2. Médiateur et médiatrice culturelle un métier ?
7En Suisse, la médiation culturelle s’est solidement implantée durant les deux dernières décennies, de manière institutionnelle mais également comme un champ professionnel avec des profils et des discours distincts. Elle fait l’objet de formations, de recherches et s’est constituée comme corps professionnel représenté par une association nationale. La médiation culturelle s’inscrit dans un contexte politique multiple : social, culturel, urbain. Elle est ancrée dans la LEC (loi sur l’encouragement à la culture) depuis 2009, ce qui permet à l’Etat de soutenir et d’encourager la médiation culturelle et notamment de soutenir les projets qui « familiarisent le public avec une œuvre ou une prestation artistique ». Dès le départ, la médiation culturelle se situe dans un champ de tensions entre l’idée d’une éducation à l’esthétique et une vision émancipatrice.

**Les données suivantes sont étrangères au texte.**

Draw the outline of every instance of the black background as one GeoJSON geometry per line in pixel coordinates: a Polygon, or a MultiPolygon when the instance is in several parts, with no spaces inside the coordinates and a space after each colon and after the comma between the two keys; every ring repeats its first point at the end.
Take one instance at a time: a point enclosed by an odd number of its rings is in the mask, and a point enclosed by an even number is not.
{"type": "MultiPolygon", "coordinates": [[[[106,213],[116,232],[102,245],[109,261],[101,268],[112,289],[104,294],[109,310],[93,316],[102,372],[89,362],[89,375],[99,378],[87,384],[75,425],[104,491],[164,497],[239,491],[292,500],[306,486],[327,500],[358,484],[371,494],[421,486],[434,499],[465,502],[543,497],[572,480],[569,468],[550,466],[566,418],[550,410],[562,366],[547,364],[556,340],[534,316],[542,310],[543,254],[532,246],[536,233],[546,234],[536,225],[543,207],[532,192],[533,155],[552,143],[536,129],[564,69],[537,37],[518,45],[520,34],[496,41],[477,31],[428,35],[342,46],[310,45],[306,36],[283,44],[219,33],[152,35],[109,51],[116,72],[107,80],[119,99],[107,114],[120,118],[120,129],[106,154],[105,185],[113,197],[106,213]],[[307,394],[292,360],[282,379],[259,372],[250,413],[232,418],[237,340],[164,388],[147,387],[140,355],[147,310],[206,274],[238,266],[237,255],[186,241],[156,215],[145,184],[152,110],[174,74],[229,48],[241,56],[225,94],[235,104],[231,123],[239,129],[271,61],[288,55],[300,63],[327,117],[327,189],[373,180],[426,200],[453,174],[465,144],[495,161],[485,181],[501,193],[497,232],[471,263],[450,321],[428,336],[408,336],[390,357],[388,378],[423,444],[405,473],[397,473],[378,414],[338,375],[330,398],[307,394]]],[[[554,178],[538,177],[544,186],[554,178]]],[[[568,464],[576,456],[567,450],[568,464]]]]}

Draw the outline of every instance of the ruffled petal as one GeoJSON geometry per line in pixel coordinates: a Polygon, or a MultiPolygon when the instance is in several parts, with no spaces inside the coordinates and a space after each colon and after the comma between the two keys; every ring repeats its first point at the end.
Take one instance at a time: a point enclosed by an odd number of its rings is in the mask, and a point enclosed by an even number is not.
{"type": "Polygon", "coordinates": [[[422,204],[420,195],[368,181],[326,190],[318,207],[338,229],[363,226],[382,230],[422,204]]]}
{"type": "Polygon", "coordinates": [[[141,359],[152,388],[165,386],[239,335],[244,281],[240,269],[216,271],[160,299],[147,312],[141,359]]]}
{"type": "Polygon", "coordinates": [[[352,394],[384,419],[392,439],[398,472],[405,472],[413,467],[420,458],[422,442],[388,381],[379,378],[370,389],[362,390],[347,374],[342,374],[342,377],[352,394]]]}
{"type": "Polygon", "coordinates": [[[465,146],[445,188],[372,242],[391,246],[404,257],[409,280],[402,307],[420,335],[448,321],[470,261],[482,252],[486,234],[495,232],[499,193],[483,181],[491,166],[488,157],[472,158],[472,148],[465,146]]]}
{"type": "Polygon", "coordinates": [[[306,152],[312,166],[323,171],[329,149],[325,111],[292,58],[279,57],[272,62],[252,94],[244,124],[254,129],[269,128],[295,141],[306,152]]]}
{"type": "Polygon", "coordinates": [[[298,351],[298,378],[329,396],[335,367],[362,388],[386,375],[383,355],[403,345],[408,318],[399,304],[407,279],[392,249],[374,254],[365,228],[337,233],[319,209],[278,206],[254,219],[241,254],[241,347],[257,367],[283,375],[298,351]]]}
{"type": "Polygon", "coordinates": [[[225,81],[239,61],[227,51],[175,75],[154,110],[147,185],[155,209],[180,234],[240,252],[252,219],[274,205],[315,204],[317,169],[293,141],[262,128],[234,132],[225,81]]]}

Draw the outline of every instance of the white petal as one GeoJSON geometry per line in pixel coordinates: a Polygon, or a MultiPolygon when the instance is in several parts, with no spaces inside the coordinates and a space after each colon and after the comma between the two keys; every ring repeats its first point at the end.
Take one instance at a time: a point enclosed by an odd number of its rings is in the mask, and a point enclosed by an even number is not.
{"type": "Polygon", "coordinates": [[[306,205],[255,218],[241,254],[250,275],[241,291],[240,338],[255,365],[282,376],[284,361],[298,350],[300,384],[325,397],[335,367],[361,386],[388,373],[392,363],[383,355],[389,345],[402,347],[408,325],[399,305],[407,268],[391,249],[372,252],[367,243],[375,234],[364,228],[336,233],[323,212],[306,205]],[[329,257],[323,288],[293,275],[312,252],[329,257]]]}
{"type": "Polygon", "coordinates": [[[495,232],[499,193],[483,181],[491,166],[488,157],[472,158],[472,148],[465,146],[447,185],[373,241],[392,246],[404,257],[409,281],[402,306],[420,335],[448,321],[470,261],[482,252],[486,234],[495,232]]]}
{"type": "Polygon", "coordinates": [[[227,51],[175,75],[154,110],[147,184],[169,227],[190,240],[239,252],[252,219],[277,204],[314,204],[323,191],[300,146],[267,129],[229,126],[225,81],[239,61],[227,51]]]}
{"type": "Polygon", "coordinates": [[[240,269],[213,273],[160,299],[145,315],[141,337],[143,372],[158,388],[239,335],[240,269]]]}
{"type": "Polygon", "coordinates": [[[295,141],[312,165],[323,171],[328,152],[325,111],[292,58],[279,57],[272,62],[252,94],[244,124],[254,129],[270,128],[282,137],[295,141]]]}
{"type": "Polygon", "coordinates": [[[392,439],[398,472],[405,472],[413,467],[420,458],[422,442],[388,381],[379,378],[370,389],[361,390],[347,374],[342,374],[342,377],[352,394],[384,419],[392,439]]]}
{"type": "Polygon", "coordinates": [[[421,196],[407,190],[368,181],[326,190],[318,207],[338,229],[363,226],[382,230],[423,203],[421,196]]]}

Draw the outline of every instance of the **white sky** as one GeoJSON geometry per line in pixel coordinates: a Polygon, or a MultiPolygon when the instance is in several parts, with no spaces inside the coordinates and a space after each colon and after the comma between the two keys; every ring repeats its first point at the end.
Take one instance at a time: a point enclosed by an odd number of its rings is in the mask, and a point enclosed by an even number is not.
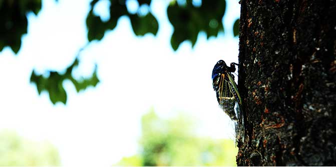
{"type": "MultiPolygon", "coordinates": [[[[19,54],[9,48],[0,52],[0,129],[49,140],[63,166],[110,166],[136,154],[141,117],[151,107],[163,118],[187,112],[197,121],[200,136],[234,138],[233,123],[218,106],[211,75],[220,59],[238,62],[238,40],[232,30],[240,12],[236,0],[227,1],[225,34],[207,40],[200,33],[193,49],[185,42],[177,52],[170,43],[169,2],[153,0],[159,23],[156,36],[137,37],[128,18],[122,17],[115,30],[81,52],[75,74],[90,75],[97,63],[101,82],[96,88],[77,93],[65,82],[66,106],[53,105],[45,92],[39,96],[30,84],[33,69],[63,70],[88,42],[89,1],[43,0],[37,16],[28,15],[28,33],[19,54]]],[[[105,8],[95,11],[104,16],[105,8]]]]}

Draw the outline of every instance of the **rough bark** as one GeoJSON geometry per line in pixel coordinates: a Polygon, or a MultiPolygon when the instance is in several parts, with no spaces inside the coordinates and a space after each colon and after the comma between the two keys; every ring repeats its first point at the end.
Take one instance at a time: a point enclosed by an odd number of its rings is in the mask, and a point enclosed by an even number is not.
{"type": "Polygon", "coordinates": [[[241,4],[238,166],[336,165],[336,0],[241,4]]]}

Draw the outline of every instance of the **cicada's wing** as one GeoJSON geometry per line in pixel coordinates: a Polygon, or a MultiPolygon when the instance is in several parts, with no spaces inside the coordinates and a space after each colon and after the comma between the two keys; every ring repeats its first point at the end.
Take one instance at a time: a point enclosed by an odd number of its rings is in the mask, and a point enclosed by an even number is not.
{"type": "Polygon", "coordinates": [[[237,113],[237,116],[238,116],[238,122],[236,124],[236,134],[237,135],[236,138],[242,138],[242,140],[244,140],[245,136],[244,134],[244,119],[243,118],[242,108],[241,108],[241,98],[239,92],[238,92],[237,85],[233,79],[233,76],[228,75],[229,82],[229,86],[230,86],[230,90],[233,94],[235,100],[237,100],[237,105],[236,108],[236,111],[237,113]]]}
{"type": "Polygon", "coordinates": [[[221,74],[220,76],[219,89],[217,91],[217,98],[219,106],[232,120],[237,120],[237,116],[234,112],[236,98],[231,90],[232,86],[228,76],[229,74],[221,74]]]}
{"type": "Polygon", "coordinates": [[[233,76],[231,76],[231,74],[228,74],[227,76],[229,78],[229,85],[230,86],[230,90],[231,90],[232,94],[233,94],[233,96],[234,98],[237,100],[237,102],[239,104],[241,104],[241,98],[240,98],[240,95],[239,94],[239,92],[238,92],[238,88],[237,88],[237,84],[236,84],[236,82],[234,82],[234,80],[233,79],[233,76]]]}

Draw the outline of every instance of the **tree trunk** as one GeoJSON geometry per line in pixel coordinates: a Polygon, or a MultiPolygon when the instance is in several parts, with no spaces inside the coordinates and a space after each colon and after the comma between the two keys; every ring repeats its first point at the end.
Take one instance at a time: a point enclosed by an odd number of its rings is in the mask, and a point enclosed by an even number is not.
{"type": "Polygon", "coordinates": [[[241,4],[238,166],[336,165],[336,0],[241,4]]]}

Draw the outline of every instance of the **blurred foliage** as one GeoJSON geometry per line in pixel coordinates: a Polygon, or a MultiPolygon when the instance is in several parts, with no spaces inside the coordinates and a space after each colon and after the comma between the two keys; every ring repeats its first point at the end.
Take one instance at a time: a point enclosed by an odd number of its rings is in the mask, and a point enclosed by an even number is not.
{"type": "Polygon", "coordinates": [[[239,19],[237,19],[233,24],[233,36],[238,36],[239,34],[239,19]]]}
{"type": "Polygon", "coordinates": [[[57,150],[50,143],[23,138],[11,131],[0,132],[0,166],[56,166],[57,150]]]}
{"type": "Polygon", "coordinates": [[[165,120],[151,110],[142,120],[139,154],[123,158],[123,166],[236,166],[237,148],[230,140],[196,136],[187,116],[165,120]]]}
{"type": "MultiPolygon", "coordinates": [[[[93,0],[90,3],[89,12],[87,16],[87,37],[89,42],[101,40],[105,32],[114,30],[118,20],[122,16],[127,16],[131,20],[134,34],[142,36],[146,34],[156,35],[159,29],[157,19],[152,13],[150,7],[151,0],[134,0],[139,4],[135,14],[129,12],[126,0],[109,0],[110,18],[103,21],[93,12],[95,5],[101,0],[93,0]],[[145,11],[145,12],[144,12],[145,11]]],[[[56,2],[58,0],[56,0],[56,2]]],[[[6,46],[9,46],[16,54],[21,46],[21,37],[27,32],[27,14],[33,12],[37,14],[41,8],[41,0],[0,0],[0,52],[6,46]]],[[[225,0],[172,0],[167,8],[168,17],[174,28],[171,38],[171,44],[176,50],[183,42],[189,40],[193,46],[198,34],[203,31],[207,38],[217,36],[218,32],[224,31],[222,20],[225,11],[225,0]]],[[[237,22],[234,26],[235,36],[239,32],[237,22]]],[[[76,60],[77,61],[77,60],[76,60]]],[[[75,61],[76,62],[76,61],[75,61]]],[[[78,62],[76,62],[78,64],[78,62]]],[[[63,81],[70,80],[75,84],[77,91],[85,89],[89,86],[95,86],[99,82],[96,70],[93,76],[86,80],[77,80],[71,76],[75,66],[72,64],[65,74],[57,72],[47,72],[44,77],[33,71],[31,81],[36,84],[39,94],[45,90],[49,93],[53,104],[58,102],[66,104],[67,92],[63,86],[63,81]]]]}
{"type": "Polygon", "coordinates": [[[82,78],[80,80],[75,79],[71,74],[73,68],[78,66],[78,60],[76,58],[74,63],[67,68],[65,74],[60,74],[54,71],[48,72],[46,74],[48,76],[37,74],[35,71],[33,70],[31,76],[31,82],[36,84],[39,94],[41,94],[44,90],[48,92],[49,98],[53,104],[61,102],[65,104],[67,102],[67,93],[62,85],[64,80],[70,80],[75,85],[77,92],[85,90],[90,86],[95,86],[99,82],[97,76],[97,66],[92,76],[90,78],[82,78]]]}
{"type": "Polygon", "coordinates": [[[225,0],[202,0],[200,6],[193,4],[192,0],[183,3],[175,0],[167,9],[174,26],[170,42],[175,50],[186,40],[190,40],[193,46],[200,31],[204,31],[208,38],[224,32],[222,18],[225,12],[225,0]]]}
{"type": "Polygon", "coordinates": [[[26,14],[37,14],[41,0],[0,0],[0,52],[9,46],[17,54],[21,47],[21,36],[27,33],[28,22],[26,14]]]}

Elle pose également comme objectif de lutter contre l’exclusion d’un certain nombre de publics à l’art et à la culture, cet objectif n’étant que rarement atteint.
8« Les notions de culture et d’art ne sont pas neutres, mais lourdes de normes, et par conséquent, d’enjeux ». (Pro Helvetia, 2012, p. 33). Si Bourdieu l’avait bien relevé en 1979 dans son ouvrage « la Distinction » en démontrant que les gens cultivés sont des gens qui se distinguent par des styles de vie socialement reconnus, aujourd’hui il nous paraît important, sans nier que les délimitations existent et agissent toujours sur l’accès à la culture et à l’art, de tenter un dépassement de celles-ci (2012). Des études montrent que ces rapports d’hégémonie entre groupes sociaux sont mis à mal « lorsque des pratiques culturelles, d’ordinaire attribuées à un niveau de vie déterminé, surgissent soudainement dans un contexte autre » (Stäheli, p. 167). C’est d’ailleurs ce type de modèle qu’a mis en avant l’Education populaire en France, les Cultural Studies en Angleterre dès les années 1950 et la pédagogie de Paolo Freire au Brésil dans les années 1970 (2012).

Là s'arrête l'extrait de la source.